登基大典那天,他穿着那身沉重繁复、绣满金龙的衮服,像个被设定好程序的偶人,按照礼官高声唱喏的每一个步骤,僵硬地完成所有仪式。

祭天,告祖,受玺,每一步都如同踩在云端,虚浮而不真实。

他早已累得浑身发软,双腿如同灌了铅,却不敢有丝毫停顿松懈。

烈日当空,炽热的阳光毫无遮拦地照射在祭坛上下,将他晃得头晕目眩,眼前阵阵发黑。

底下是山呼海啸般的“万岁”跪拜声,那声音层层叠叠涌来,像是要将他淹没。

就在这极度的疲惫与眩晕交织中,他只觉得意识猛地一沉,眼前彻底一黑,身体不受控制地向前软倒,直挺挺地晕厥在了庄严肃穆的祭坛之上。

底下原本整齐划一的跪拜声戛然而止,瞬间被一片压抑的惊呼和骚动取代,无数道目光惊疑不定地投向那突然倒下的新君。

一直垂手侍立在侧的曹安看着这一幕,几不可察地皱了皱眉,抬手捏了捏自己的眉心,低声吐出几个字:“……真真是不堪大用。”

李兀再次恢复意识时,只觉得浑身酸软,眼皮沉重。

他缓缓睁开眼,映入眼帘的是熟悉的寝宫帐顶。

贴身内侍小福子见他醒来,立刻凑上前,脸上带着小心翼翼的担忧,声音轻细地唤道:“陛下,您醒了?”

李兀眼神还有些涣散,茫然地环顾四周,声音带着刚醒时的沙哑:“这……是哪里?”

小福子连忙躬身,小心翼翼地回答:“回陛下,这是您的寝殿,乾元殿。”

小福子:“是戚小将军亲自将您送回来的。
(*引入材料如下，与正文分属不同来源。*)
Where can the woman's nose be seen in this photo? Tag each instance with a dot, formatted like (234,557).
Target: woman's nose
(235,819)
太医来看过了,说是中了暑气,需要好生静养。”

李兀微微怔住,下意识重复了一遍:“戚应淮?”

小福子点头:“是,正是戚小将军。”

李兀抬手揉了揉依旧有些胀痛的额角,目光扫过殿内满目刺眼、象征着无上皇权的明黄色帷幔和器具,沉默了片刻,才低声问:“他……还在殿外吗?”

小福子回道:“戚小将军说,要等陛下您醒了,确认无恙后再离开。”

李兀放下揉着额头的手,轻声吩咐:“你去传他进来吧。”

殿外,戚应淮正静立等候。他身形挺拔如松,穿着便于行动的轻甲,眉宇间带着几分军旅磨砺出的硬朗。